Spatial Audio Acquisition & Processing
Spatial Audio Processing refers to the processing of multiple signals which are a representation of observations of a sound field. It comprises the sampling of the field, the mathematical signal representation, the analysis, modification and synthesis of signals, and perceptual aspects of aural localization. At IKS, it is our vision to adapt our profound knowledge in adaptive signal processing to the emerging field of spatial audio.
Spatial Audio Acquisition & Ambisonics
The challenge in sampling the sound field is to obtain as much information as needed while using as few as possible sensors. This is only possible by means of appropriate room models incorporating the acoustic wave equation and statistical models. Thus, spatial audio acquisition goes hand in hand with spatial audio representation.

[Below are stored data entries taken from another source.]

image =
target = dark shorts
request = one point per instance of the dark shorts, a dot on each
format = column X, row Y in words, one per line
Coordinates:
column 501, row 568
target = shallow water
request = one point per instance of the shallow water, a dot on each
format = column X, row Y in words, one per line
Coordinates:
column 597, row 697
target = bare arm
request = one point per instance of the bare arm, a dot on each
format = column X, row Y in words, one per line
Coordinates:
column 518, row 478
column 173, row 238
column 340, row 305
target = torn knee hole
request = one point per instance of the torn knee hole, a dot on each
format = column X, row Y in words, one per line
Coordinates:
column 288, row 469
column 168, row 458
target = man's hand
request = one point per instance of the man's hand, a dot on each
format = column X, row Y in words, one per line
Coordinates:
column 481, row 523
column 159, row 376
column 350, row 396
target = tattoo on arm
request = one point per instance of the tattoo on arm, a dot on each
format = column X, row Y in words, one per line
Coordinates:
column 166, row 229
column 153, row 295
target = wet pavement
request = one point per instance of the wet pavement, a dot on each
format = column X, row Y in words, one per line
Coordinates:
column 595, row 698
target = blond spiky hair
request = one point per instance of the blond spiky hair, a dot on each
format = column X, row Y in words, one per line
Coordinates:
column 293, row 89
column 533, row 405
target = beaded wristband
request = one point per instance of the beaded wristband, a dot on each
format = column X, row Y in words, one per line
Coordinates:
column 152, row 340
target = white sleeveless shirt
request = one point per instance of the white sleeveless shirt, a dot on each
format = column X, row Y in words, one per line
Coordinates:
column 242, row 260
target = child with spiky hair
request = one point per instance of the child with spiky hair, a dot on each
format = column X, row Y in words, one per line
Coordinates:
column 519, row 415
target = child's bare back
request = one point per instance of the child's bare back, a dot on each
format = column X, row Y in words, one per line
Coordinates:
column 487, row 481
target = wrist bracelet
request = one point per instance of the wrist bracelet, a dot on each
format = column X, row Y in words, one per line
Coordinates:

Simple geometric sensor arrangements allow for a systematic and analytic description of the spatial sound characteristics. Therefore, often linear, circular or spherical arrays are used. This is closely related to Beamforming. An Eigenmike® with 32 microphone capsules uniformly distributed on a rigid sphere—see the picture below—belongs to the IKS technical equipment. [Meyer & Elko 2002]
The great advantage of spherical setups is the rotational invariance. The sound recorded using a spherical microphone array can easily be transformed into a domain which makes the sound field representation independent of the actual microphone setup. This format is known as Ambisonics. The basic idea of Ambisonics is attributable to Michael Gerzon but was not substantially impelled until the extension of first order B-Format to Higher Order Ambisonics(HOA) in the mid 90s due to researchers such as Jérôme Daniel amongst others. [Daniel, Nicol & Moreau 2003]
The idea behind Ambisonics is to describe the sound pressure distribution on the surface of an imaginary sphere around a reference point in the sound field. Since the sound wave propagation underlies the principles of the wave equation, the knowledge of the pressure on the surface is sufficient to uniquely determine the pressure in the entire solenoidal interior of the sphere. In mathematical terms this is denoted as the Kirchhoff-Helmholtz Integral [Daniel, Nicol & Moreau 2003]. The simple spherical geometry allows for a implicit solution of the integral.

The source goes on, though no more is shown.